Pour Raphaël Sëineux o.p., dans sa complétude, Dieu est ce mouvement constant par lequel les trois Personnes sont liées en une seule Unité. Ce mouvement émane de Dieu et Dieu est ce mouvement: « Dieu n’a pas seulement en Lui un principe d’action, Il est lui-même son action […] Sa vie n’est que le maintien de son Etre. Il est l’immuable et l’activité tout à la fois », souligne-t-il, en précisant que « pas plus que la pensée, l’Amour n’est en Dieu quelque chose de surajouté […] Tout ce qui est en Lui est substantiel ».

Or on distingue deux types d’actions différentes, deux manières dont l’amour divin peut agir: intérieurement, par la circulation d’amour trinitaire, et extérieurement, par l’action créatrice, poursuit le dominicain: « Les actions en effet son extérieures ou intérieures : extérieures, si elles s’exercent sur d’autres êtres […] intérieures ou immanentes, si elles s’accomplissent en celui qui agit […] Dieu agit de ces deux manières. Son action extérieure, c’est la Création ; son action intérieure, c’est la Trinité ».

L’Unité et la Trinité se concilient dans la notion de Dieu

Dieu est tout entier Père, Fils et Saint Esprit. Dieu ne se divise pas: il n’y a pas trois dieux, mais un seul. Le Catéchisme de l’Eglise catholique le note bien: « Nous ne confessons pas trois dieux, mais un seul Dieu en trois personnes […]. Les personnes divines ne se partagent pas l’unique divinité […] mais chacune d’elles est Dieu tout entier […] « Chacune des trois personnes est cette réalité, c’est-à-dire la substance, l’essence ou la nature divine » (Cc. Latran IV en 1215 : DS 804 » (CEC 253). Pour mieux saisir cette réalité, le Père Sineux propose l’analogie suivante : « Un corps, dans l’espace, ne perd rien de son unité sous prétexte que l’on considère successivement ses trois dimensions : la longueur, la largeur, la hauteur. Distinctions réelles pourtant, mais qui ne désignent qu’une même chose sans la diviser ». Ou encore: « Un triangle équilatéral est toujours identique, quel que soit celui de ses trois côtés que l’on examine : et chacun de ces trois angles s’étend à la surface totale, sans toutefois se confondre avec les deux autres ».

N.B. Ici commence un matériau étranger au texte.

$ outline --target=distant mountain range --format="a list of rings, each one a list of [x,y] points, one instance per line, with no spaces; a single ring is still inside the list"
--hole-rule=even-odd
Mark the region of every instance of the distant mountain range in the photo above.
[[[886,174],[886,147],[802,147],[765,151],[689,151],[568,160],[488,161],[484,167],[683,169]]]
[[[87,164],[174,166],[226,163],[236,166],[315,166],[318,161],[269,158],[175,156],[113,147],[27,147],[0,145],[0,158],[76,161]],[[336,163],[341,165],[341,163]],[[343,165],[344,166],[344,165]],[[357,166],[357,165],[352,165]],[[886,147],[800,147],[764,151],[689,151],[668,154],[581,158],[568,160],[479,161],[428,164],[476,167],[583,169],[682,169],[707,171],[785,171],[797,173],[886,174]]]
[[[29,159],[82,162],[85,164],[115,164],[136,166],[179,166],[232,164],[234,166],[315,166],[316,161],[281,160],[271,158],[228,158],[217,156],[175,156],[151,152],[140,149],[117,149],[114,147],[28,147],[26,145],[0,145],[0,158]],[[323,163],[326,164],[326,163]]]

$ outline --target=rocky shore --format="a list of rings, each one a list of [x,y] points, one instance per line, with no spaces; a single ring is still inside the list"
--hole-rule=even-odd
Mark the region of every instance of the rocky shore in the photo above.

Bien sûr, ce ne sont que des analogies, ajoute le théologien dominicain, de « simples comparaisons bien imparfaites sans doute, mais qui prouvent cependant que si l’un et le multiple peuvent coexister dans les choses, à la condition seulement que l’on veuille bien distinguer les relations, il n’y a pas à être surpris que l’Unité et la Trinité se concilient, quoique d’une façon transcendante et mystérieuse, dans la notion de Dieu ».